SURABAYA – Desa mandiri bukan sekadar label administratif, tapi cerminan kemandirian sosial, ekonomi, dan tata kelola masyarakat di tingkat akar rumput.

Ketika sebuah desa mampu memenuhi kebutuhan dasarnya, mengelola potensi lokal, serta menggerakkan warganya tanpa ketergantungan berlebih pada bantuan pusat, di situlah kemandirian sejati mulai terbentuk.

Ket. Foto: Foto arsip - Obyek wisata di Desa wisata Pujon Kidul yang berstatus desa mandiri, yang terletak di wilayah Kecamatan Pujon, Kabupaten Malang, Jawa Timur. — Sumber: ANTARA/ Vicki Febrianto

Pentingnya desa mandiri terletak pada perannya sebagai fondasi pembangunan nasional. Sebagian besar populasi Indonesia masih tinggal di pedesaan, dan bila desa menjadi produktif serta berdaya, dampaknya akan terasa langsung pada ketahanan ekonomi nasional.

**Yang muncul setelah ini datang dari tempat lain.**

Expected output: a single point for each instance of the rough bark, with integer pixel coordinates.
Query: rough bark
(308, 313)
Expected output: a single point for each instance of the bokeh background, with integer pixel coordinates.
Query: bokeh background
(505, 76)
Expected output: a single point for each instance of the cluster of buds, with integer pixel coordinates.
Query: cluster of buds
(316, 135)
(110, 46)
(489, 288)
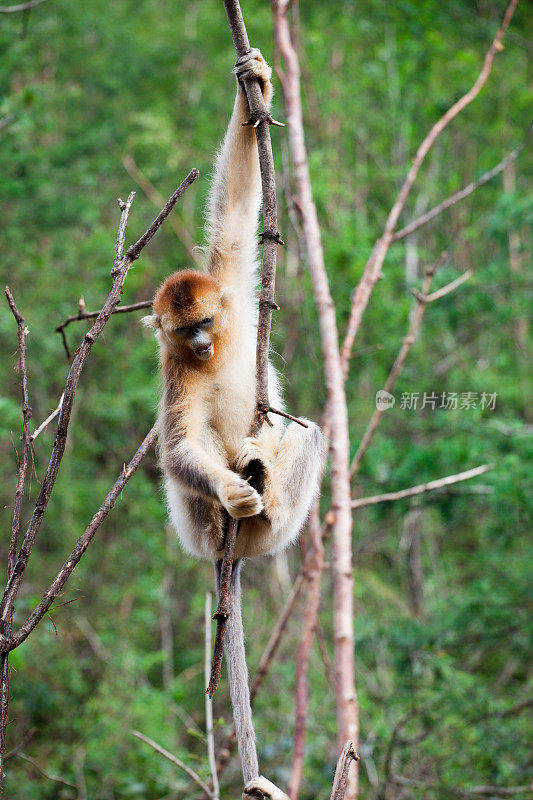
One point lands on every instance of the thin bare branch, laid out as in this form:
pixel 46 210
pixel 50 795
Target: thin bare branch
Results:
pixel 265 662
pixel 270 239
pixel 347 710
pixel 81 545
pixel 211 755
pixel 6 623
pixel 340 780
pixel 161 750
pixel 47 421
pixel 26 415
pixel 440 483
pixel 157 199
pixel 423 219
pixel 372 270
pixel 54 778
pixel 397 366
pixel 288 416
pixel 93 314
pixel 313 576
pixel 121 265
pixel 20 7
pixel 430 298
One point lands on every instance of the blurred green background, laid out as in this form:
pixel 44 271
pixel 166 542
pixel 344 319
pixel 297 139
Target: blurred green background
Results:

Desa yang mandiri tidak hanya mengurangi kemiskinan dan urbanisasi, tetapi juga menciptakan rantai ekonomi lokal yang berkelanjutan — mulai dari pertanian, UMKM, hingga wisata berbasis komunitas.

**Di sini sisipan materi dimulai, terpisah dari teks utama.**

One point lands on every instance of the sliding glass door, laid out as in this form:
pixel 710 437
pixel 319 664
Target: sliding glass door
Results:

Namun, mewujudkan desa mandiri tak cukup dengan dana desa semata. Diperlukan pendampingan, digitalisasi, akses pasar, dan kebijakan yang memberi ruang inovasi bagi masyarakat desa.

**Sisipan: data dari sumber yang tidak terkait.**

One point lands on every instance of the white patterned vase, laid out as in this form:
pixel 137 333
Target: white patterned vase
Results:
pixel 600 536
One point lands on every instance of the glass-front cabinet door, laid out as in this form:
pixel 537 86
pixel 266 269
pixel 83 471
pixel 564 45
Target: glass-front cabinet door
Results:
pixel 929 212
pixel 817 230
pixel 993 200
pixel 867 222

Ketika desa diberi kepercayaan dan kapasitas untuk mengelola sumber dayanya sendiri, pembangunan tidak lagi bersifat top-down, melainkan tumbuh dari bawah — kuat, inklusif, dan berakar pada kearifan lokal.

Singkatnya, desa mandiri adalah titik awal dari Indonesia yang tangguh: pembangunan yang tidak hanya mengejar angka, tetapi juga menumbuhkan martabat dan kedaulatan ekonomi rakyat di tingkat paling dasar.

Jawa Timur (Jatim) menempati peringkat tertinggi nasional sebagai provinsi dengan jumlah desa mandiri terbanyak di Indonesia, yakni sebanyak 4.716 desa.

“Alhamdulillah, Jatim peringkat pertama nasional sebagai provinsi dengan jumlah desa mandiri terbanyak di Indonesia. Secara nasional sebanyak 23 persen Desa Mandiri berada di Jawa Timur,” jelas Gubernur Jatim, Khofifah Indar Parawansa di Gedung Negara Grahadi Surabaya, Senin (20/10).

Berdasarkan Keputusan Menteri Desa, Pembangunan Daerah Tertinggal, dan Transmigrasi (Mendes PDTT) Nomor 343 Tahun 2025 tentang Status Kemajuan dan Kemandirian Desa Tahun 2025, capaian tersebut menempatkan Jawa Timur sebagai kontributor utama kemajuan desa di Indonesia, menyumbang 23 persen dari total 20.503 desa mandiri nasional.

Angka ini menunjukkan peningkatan signifikan sebesar 17,34 persen dibandingkan tahun 2024 yang berjumlah 4.019 desa mandiri.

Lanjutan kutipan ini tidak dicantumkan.